Sophisticated corporate lawyers, shelf-company promotors or credit-search agents need not laugh. Australia's national corporate watch-dog, the ASC, has embarked on a nationwide market research project to find out whether the commission is meeting its clients' needs and providing a competitive product.
Many business people may not be aware that the company regulator even provides a product. But with more than 2.2 million inquiries and searches completed a year through 12 national business centres _ including paid requests for extracts, financial documents and company details on Australia's 850,000 companies _ the ASC's market is respectably large.
It took in revenue of more than $187.9 million for the year ending 30June, through both mandatory document lodging and public search facilties. Compared with the Federal Government's $129.6 million to annually fund the ASC, the profit margin is high, as all revenue raised by the ASC is poured back into the Federal Government's consolidated revenue. But, most importantly, the ASC is operating in a virtual monopoly market.
The ASC's director of businesses services and the officer in charge of the marketing campaign, Mr Phil Khoury, concedes that, in the absence of vicious competition, the ASC need not fret about whether the public likes the way it provides information. Mr Khoury says the only competitors the ASC has are mercantile agency groups such as Dun and Bradstreet, which provide ``value-added" corporate information to the marketplace.
``But in our corporate plan we have a commitment to provide service, to create a transparent marketplace," Mr Khoury said, ``so after the honeymoon period of the post-Corporate Affairs Commission era _ when people would tell us that anything we provided was bound to be better than the CAC _ we need to know how well we are doing." Mr Khoury maintains that the ASC is not trying to take market share from other mercantile agencies, but as the ASC makes ``quite a bit of revenue" from information services, he doesn't want people to be too tempted to go elsewhere.
The ASC is now interviewing 400 people around Australia about the services the ASC offers and ways they could be improved, after an initial June qualitative study of lawyers, banks, financial institutions, search agencies, the media and government departments.

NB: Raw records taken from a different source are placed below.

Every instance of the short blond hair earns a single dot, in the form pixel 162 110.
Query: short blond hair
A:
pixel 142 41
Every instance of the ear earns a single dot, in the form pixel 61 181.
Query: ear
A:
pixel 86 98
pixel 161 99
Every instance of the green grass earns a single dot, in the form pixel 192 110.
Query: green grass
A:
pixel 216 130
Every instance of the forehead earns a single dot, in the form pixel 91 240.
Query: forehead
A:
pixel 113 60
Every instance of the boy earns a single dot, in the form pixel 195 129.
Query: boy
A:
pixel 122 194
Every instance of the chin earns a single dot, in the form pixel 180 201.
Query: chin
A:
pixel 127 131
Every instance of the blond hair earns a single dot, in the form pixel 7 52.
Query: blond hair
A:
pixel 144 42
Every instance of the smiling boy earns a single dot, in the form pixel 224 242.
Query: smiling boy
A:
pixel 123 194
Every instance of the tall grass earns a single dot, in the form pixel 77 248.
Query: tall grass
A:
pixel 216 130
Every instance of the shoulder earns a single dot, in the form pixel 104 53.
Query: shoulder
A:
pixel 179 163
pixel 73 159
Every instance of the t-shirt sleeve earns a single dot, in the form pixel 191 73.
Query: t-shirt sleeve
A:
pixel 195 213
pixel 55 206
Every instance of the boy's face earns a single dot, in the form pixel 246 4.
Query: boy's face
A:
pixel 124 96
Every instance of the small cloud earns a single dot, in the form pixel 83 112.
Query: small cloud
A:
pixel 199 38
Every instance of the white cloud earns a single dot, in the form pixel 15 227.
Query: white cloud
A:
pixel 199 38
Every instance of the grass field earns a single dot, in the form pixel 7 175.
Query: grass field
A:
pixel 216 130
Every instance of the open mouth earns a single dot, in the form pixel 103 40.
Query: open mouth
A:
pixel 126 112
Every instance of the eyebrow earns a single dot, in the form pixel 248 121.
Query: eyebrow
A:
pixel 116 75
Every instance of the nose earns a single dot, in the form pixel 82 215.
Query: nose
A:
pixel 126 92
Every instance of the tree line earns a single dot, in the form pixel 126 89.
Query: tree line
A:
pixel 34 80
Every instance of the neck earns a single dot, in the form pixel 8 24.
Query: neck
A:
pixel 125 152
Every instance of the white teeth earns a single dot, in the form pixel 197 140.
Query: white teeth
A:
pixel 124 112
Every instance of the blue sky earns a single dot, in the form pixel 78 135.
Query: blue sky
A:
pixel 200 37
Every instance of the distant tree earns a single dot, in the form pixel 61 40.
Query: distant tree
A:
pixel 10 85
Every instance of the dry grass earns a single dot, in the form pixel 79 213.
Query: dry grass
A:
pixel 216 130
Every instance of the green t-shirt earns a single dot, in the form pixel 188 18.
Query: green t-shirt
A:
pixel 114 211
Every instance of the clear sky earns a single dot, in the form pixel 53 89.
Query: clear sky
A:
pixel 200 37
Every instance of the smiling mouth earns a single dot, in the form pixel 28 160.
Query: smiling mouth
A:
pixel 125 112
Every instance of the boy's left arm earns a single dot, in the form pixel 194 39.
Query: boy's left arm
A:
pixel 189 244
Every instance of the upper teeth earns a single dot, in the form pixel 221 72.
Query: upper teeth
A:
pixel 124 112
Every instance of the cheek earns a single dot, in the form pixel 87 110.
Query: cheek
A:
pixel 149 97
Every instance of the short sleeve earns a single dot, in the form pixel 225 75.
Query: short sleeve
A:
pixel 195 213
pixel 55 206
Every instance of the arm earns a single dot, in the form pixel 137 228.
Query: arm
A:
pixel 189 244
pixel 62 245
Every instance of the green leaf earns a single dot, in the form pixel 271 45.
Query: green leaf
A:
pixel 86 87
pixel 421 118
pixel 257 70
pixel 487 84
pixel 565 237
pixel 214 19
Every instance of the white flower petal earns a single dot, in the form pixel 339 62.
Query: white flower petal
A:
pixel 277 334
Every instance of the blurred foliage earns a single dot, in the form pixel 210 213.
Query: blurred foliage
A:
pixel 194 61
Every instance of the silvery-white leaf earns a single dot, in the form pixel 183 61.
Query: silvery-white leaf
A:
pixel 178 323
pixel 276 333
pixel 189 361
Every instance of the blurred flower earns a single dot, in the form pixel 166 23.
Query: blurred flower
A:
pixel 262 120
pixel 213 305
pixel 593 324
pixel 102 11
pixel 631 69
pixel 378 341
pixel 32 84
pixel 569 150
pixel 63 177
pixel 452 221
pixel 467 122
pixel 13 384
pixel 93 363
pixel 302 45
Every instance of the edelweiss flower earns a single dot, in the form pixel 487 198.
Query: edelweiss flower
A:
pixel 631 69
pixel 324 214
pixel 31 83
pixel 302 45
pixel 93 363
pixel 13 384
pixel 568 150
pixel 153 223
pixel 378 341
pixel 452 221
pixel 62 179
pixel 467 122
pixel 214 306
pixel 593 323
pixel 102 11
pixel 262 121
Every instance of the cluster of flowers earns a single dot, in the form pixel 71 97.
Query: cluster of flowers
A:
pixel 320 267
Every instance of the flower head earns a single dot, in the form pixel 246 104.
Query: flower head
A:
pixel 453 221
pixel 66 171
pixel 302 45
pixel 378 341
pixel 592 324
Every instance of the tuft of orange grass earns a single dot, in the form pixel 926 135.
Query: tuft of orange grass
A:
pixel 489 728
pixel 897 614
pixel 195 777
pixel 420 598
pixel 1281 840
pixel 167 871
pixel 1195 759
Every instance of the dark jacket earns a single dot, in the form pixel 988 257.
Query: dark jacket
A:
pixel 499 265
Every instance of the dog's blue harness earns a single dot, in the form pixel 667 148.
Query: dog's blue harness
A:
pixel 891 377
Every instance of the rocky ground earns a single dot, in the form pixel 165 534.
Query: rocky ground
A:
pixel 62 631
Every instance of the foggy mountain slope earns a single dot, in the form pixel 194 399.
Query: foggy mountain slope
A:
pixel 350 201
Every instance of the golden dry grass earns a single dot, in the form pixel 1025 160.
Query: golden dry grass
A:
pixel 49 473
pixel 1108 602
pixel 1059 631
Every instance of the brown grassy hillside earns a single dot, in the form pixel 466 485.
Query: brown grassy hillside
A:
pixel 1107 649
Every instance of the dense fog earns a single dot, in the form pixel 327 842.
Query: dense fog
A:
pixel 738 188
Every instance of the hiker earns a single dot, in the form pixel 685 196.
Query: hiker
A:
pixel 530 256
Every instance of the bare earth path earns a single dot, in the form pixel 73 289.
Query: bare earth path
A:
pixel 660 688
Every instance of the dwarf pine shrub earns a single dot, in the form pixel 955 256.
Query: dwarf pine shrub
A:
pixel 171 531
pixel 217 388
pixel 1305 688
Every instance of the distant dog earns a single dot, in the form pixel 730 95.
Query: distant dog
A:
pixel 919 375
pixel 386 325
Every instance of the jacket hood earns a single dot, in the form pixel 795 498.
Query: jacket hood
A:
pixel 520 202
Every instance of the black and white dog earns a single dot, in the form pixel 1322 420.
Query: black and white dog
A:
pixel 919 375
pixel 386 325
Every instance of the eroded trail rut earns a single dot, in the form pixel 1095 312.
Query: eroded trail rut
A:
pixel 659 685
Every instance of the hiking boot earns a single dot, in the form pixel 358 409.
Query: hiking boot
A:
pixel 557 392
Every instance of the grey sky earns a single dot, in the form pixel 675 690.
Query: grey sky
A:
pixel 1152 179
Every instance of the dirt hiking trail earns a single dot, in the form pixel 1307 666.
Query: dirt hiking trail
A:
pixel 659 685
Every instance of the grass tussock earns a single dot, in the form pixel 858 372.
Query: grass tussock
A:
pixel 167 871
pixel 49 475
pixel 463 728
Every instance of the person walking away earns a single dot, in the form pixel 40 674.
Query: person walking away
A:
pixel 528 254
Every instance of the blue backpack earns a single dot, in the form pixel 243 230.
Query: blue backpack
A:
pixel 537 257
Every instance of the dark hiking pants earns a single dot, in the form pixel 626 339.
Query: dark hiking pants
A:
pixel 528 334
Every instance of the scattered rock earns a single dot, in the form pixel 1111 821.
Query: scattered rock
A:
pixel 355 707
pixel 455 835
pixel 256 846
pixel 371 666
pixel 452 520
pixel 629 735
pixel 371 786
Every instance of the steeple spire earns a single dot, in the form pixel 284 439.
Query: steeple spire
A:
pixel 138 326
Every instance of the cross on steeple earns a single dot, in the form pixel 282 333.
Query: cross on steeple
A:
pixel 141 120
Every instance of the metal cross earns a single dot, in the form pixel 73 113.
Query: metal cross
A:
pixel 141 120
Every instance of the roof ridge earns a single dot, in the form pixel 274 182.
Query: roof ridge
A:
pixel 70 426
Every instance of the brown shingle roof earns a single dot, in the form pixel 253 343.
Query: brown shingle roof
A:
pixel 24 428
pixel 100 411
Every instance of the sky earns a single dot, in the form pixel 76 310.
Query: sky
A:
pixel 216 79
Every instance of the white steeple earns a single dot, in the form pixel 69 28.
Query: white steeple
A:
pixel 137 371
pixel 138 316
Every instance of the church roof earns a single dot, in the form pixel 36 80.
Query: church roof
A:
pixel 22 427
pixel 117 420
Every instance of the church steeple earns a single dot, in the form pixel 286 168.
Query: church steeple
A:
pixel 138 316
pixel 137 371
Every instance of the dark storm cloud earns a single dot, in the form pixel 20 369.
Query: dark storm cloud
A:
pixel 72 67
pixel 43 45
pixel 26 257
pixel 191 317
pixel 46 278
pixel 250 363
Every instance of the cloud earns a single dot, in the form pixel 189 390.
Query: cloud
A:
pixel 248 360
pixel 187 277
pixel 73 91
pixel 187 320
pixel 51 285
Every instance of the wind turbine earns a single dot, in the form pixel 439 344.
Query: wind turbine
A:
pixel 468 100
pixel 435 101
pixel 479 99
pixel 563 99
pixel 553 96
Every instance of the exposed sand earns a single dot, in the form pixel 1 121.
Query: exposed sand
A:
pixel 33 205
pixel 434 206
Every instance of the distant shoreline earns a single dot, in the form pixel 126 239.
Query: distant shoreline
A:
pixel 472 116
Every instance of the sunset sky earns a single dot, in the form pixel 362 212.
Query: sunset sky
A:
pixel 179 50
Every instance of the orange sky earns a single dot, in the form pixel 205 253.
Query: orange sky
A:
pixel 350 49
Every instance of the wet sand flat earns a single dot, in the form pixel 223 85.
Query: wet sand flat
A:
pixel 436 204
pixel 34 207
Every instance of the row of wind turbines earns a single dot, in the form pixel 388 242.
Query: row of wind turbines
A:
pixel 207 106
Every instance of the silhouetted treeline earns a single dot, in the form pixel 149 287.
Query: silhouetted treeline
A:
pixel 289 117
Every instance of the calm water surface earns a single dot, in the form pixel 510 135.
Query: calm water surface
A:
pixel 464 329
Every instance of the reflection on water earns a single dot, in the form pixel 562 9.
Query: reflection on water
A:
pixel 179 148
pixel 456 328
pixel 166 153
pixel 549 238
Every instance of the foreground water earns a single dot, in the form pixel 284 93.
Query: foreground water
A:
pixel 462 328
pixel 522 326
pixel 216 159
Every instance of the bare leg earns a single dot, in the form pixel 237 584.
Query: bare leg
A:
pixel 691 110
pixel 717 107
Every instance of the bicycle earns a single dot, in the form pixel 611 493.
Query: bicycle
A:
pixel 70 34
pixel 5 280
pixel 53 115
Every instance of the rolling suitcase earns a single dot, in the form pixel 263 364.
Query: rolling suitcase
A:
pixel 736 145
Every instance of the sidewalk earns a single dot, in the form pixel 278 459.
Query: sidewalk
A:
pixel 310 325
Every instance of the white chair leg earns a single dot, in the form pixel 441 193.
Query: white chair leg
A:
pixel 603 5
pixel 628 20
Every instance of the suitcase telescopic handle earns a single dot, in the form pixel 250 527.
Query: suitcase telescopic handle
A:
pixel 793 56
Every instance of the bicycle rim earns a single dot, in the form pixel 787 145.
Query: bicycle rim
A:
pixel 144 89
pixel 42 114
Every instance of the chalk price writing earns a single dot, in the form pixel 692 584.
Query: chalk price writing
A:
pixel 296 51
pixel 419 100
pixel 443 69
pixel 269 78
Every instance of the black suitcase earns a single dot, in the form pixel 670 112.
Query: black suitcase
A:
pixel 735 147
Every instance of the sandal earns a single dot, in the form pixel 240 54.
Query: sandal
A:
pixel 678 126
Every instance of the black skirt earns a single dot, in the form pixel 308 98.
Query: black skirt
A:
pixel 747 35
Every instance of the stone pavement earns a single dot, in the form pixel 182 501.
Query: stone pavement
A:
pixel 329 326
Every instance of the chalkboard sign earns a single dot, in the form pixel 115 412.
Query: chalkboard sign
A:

The research is being conducted by Chant Link and Associates, which beat market research firms such as BIS Shrapnel, AMR Quantum and Reark to the estimated $60,000 tender. The results are expected to be published next month.
Two rigorous questionnaires, totalling 30 pages, ask respondents to rate the ASC's search facilities, quality of information, flexibility and performance of the organisation, technical knowledge of the staff and, the stickiest point, the cost of the services.
It is here that the ASC may hit a snag. Mr Khoury says he expects respondents to ask for lower search fees, but he says the Government is unlikely ever to cut them. Mr Khoury says there have been many complaints over costs, such as a standard company extract fee of $10, or a computer-generated copy of a company document costing $25 for more than 10 pages.
Added to this is customers' inability to ring for information unless they have an account, or to charge costs to their credit cards, because of Department of Finance rules. Again, Mr Khoury says that despite the expected requests from respondents, not much can be done.